Friday, November 23, 2007

#9 jealousy

So im curious my little sexual malcontents, how jealous do you feel you are? Yea, in any part of your life or sexually? recently i have encountered a lot of jealousy from people who i definately did not expect it from. Im wondering if jealousy is tied into genetics somehow and i just never got that gene. what are your thoughts?

3 comments:

Anonymous said...

It would depend on the situation. I really need to love someone a lot to be jealous of them. And in order for me to get jealous I need to see them with someone else.

Anonymous said...

i never thought i was prone to jealousy, but I have generally been pretty secure in what i know are my strengths and my place in the world.

jealousy is about fear--fear of inadequacy, of loss of status, of not being valued--it's not an inevitable reaction to an external stimulus; it's a psychological reaction to fear. (that's my latest theory, at least!)

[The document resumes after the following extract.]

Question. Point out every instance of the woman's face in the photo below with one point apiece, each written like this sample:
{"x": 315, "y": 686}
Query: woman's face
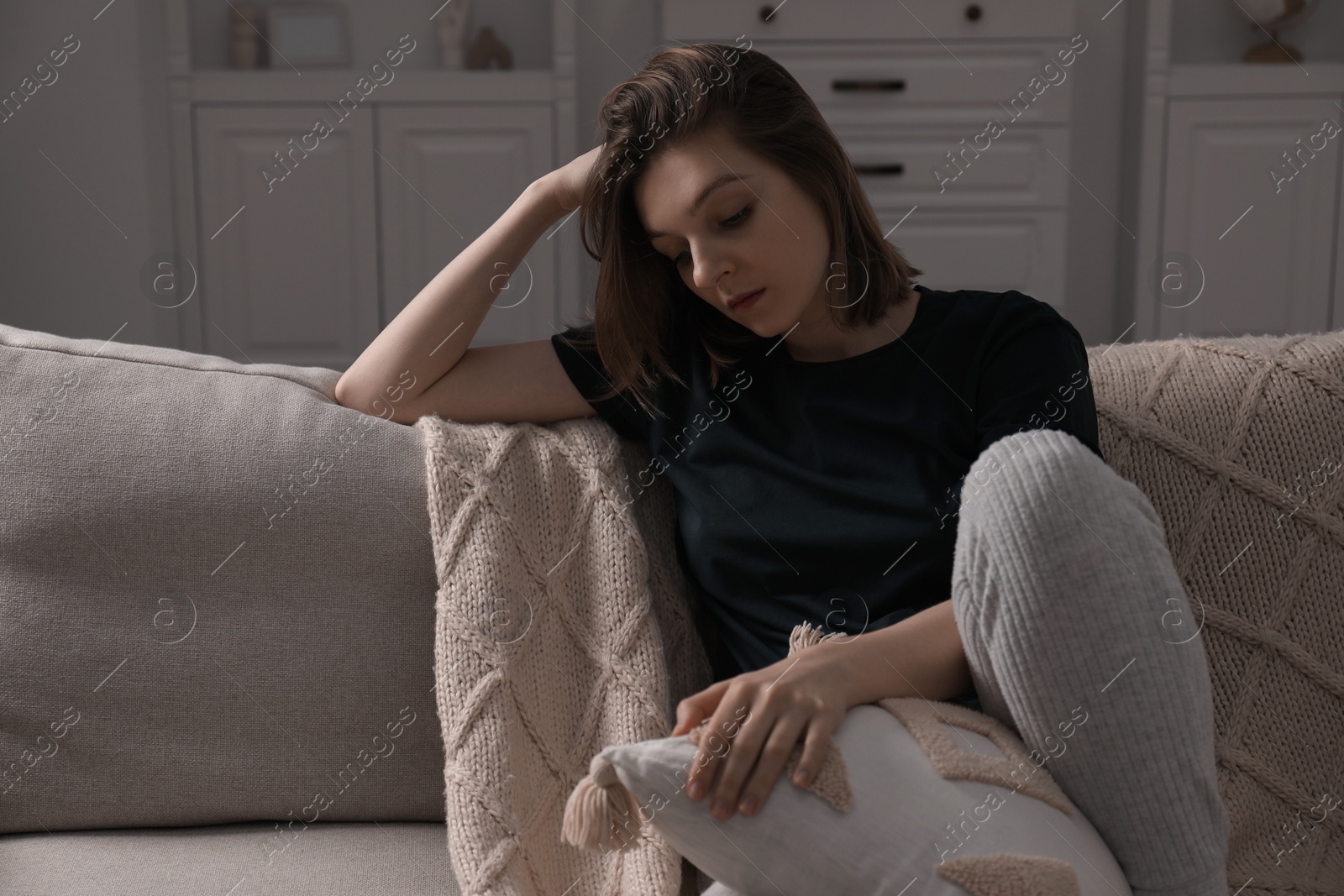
{"x": 753, "y": 230}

Interpersonal jealousy is new to me, and when it happened, i felt mean and ugly, mentally and physically--and embarrassed, because i knew i wasn't reacting logically. i knew the person involved is much more attractive, more desirable, more fun in ways--that made it easy to briefly question whether i was replaceable, question my value and place. But that was about me being stupid and weak--being jealous--and i hope those involved know i'm sorry and hope it didn't do any damage in any part of the equation. (Is it better to say "my bad" or mea culpa?)

when i really start thinking about it, as i have a few times lately, i realize i had an undercurrent of professional jealousy for years b/c of people who i knew were "less worthy" (ego alert!) that were getting "better" positions. I didn't do the required ego-stroking of the decision-makers, I guess. But i found my own niche, and it really wasn't a big deal at that time. i was doing something i loved, and i knew that few people could do it as well as i could; i found a way to affirm my value & status, so the professional jealousy was a mosquito bite on my psyche, not a cancerous growth.

here's the thing i've been wondering: is the experience of jealousy slightly different between genders? If we accept the theories that say men are by nature competing against other men for territory & possession--including females--then is jealousy for men about "losing" in a different way? and maybe it is not part of your makeup b/c you are so completely wired as "alpha male" that even if you lose in some situation, you know all the other ways you have won and will win? Not sure I buy this, btw--just play with ideas.

Anonymous said...

Jealous? who me? Its the hardest emotions to admit. You may even never say that you are. You just let everyone else around you find out by acting irrational and stupid. Its noting anyone ever wants to feel. I guess it depends on how you treat your significant other. Do you really love them for who they are? Or are the kids and the security of the person keeping you together? People need to really think about how much they know about the person or people they love. Its a very important part of the equation of not being jealous. This is a lesson I have learned just recently . I hope this is one I will never forget!